Total cost is $15/mo for the VPS and $50/yr for the relay service.

You're already using an SMTP relay so why not host your Mail-in-a-box server at home? Been doing that for years. Also, check out Mailcow if you're interested in running your server as a docker container.

I've been running my own mail server since ~2002. For many years I was using qmail, of all things, on a home ISP connection. I wrote a semi-popular guide on adding spamassassin support to qmail. I was a true believer!

When hosting email from consumer internet became untenable, I migrated to digitalocean and Mail-in-a-box. To be honest, it's worth the $15 to have a 100% always-on device hosting the email. I host lots of other stuff at home and having email be a separate thing makes it much easier.

The ISP is going to keep those important network security settings far away from its clients. Owning your own router or ONT will not let you change anything other than your internal network settings.

It's all on their end, though I've had limited success asking nicely, it's just there so businesses don't just order the cheaper plan and then they have to deal with all the extra traffic and support for many users. Just assuring them that I am just running as a single user my own email server they were cool with it on small local ISPs bigger corps won't give you the time of day on that issue.

You can use a port reflector service. No ip.com might still offer it. Basically forwards anything incoming to their ip on port 25 to your ip and whatever port you specify.

@Brkdncr @KasanMoor I don't think they care about incoming port 25, the blocking being talked about is outgoing 25.

I just looked they have a service called “alternative port 25” that addresses this issue.

Honestly though, once you start adding up costs for these workarounds you have to wonder if it’s easier to just get a business internet circuit, cloud security gateway, or just host the email online.

Given this is for running a server for self-hosted, I would second what others have said here about using a VPS instead, provided you don’t mind self-hosting on a VPS rather than on your own gear at home.

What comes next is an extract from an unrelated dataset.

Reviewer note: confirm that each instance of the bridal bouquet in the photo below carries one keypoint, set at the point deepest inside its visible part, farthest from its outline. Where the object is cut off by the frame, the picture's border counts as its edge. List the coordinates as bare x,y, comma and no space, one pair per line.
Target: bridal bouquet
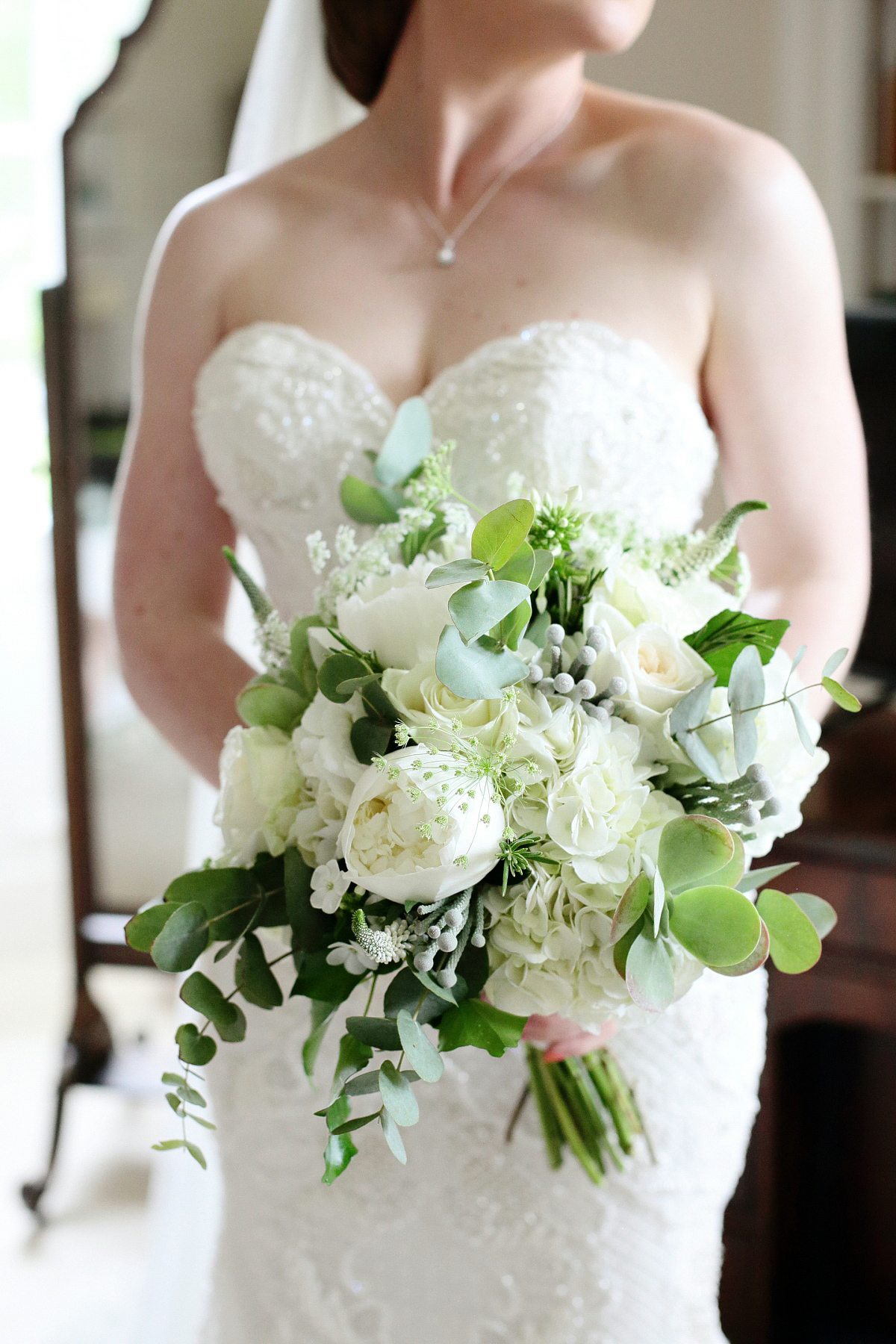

You may be able to find a VPN provider that gives you a static IP and the ability to port forward. PureVPN offer this in limited locations and it’s what I use, but it’s jank since you can’t use their dedicated IP service with OpenVPN (their normal product does let you use it).

You may also be able to do something like run pfSense on a VPS, then run a site-to-site VPN to pfSense at home, using the pfSense in the cloud as your router. Then you can port forward from your pfSense VPS to your LAN. You’re getting very deep into the weeds with networking there though.